Did I see a picture on this site of a rollerball nib that refills like a fountain pen cartridge? I thought I did,  now I cant find it. Maybe I was dreaming. 

If I was not, would someone mind pointing me to a source?

Feel free to tell me that what is wrong with me is no small thing. Mt wife does it all the time.

Thank you

Andy


----------



## reiddog1 (Oct 23, 2013)

Look at PSI.  Can't recall the name of the kit though.

Dave


----------



## PenMan1 (Oct 23, 2013)

You did see that on this site. It's made by Schmidt and at one point, both Richard Greenwald and Indy Pen Dance carried these in stock.

Other vendors MAY HAVE THEM, but I did recently see them on Richard's website.

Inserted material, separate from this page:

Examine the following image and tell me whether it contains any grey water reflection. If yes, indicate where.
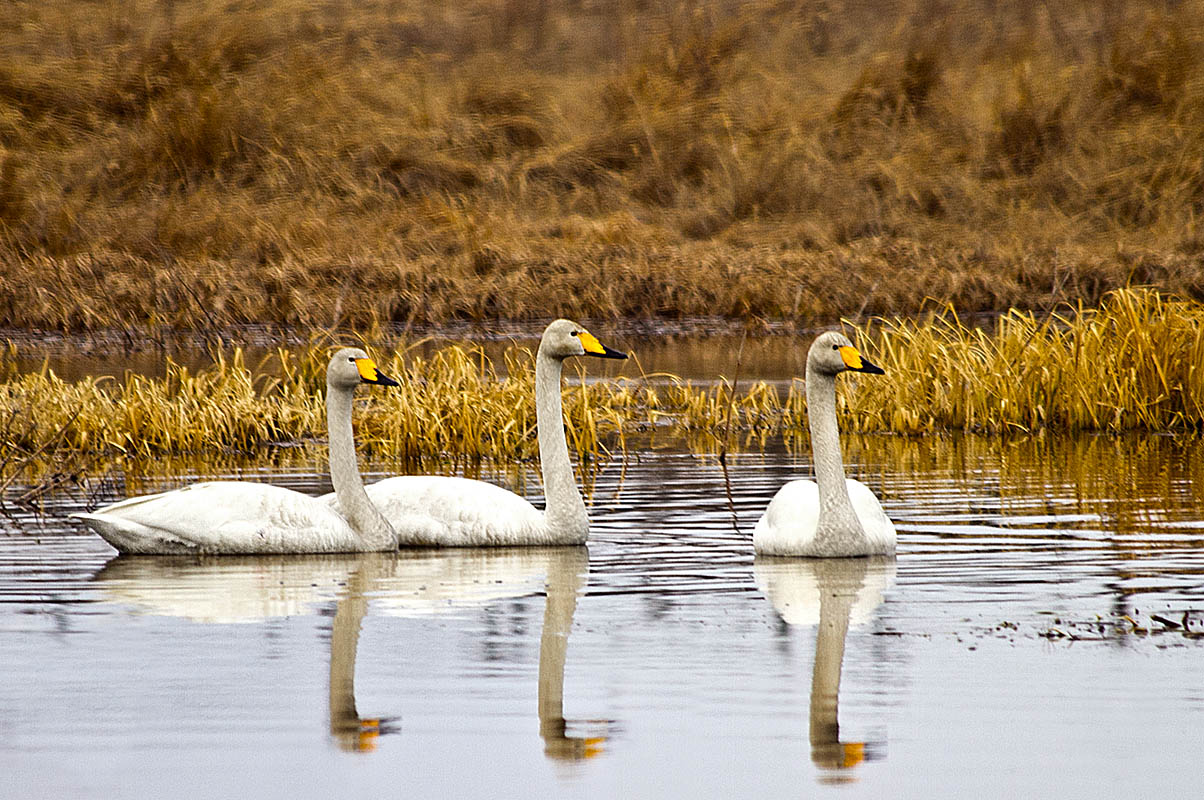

I'll try to find the link and post it.

Sounds like you get enough grief from SWMBO, so I won't chime in


----------



## Adillo303 (Oct 23, 2013)

SWMBO is probably the most right on expression of all time. LOL


----------



## whdixon (Oct 23, 2013)

I saw this style of pen at PSI.  It's called "Fountain Flow" and is on the Classic Elite Petite.  I am guessing that since the pen is shorter than a regular rollerball, they accommodated by using an ink cartridge.


----------



## PenMan1 (Oct 23, 2013)

Search Results : Richard L. Greenwald, LLC, Pens, Pens Parts and Photographs

Here's the link to the Schmidt cartridge roller ball.


----------



## Adillo303 (Oct 23, 2013)

Thank you all very much. Sorry to take up your time with noobish questions.


----------



## PR_Princess (Oct 23, 2013)

reiddog1 said:


> Look at PSI.  Can't recall the name of the kit though.
> 
> Dave



Link - 

Classic Elite Petite 24kt and Gun Metal Fountain Flow Rollerball Pen Kit at Penn State Industries

Rollerball/fountain tip comes standard with this kit. Therefore no need to get a tap to retap any threads.


----------



## Mason Kuettel (Oct 23, 2013)

http://www.penturners.org/forum/f13/full-custom-rollerball-115520/

Looks like this may be some great pictures of an awesome pen that uses it!


----------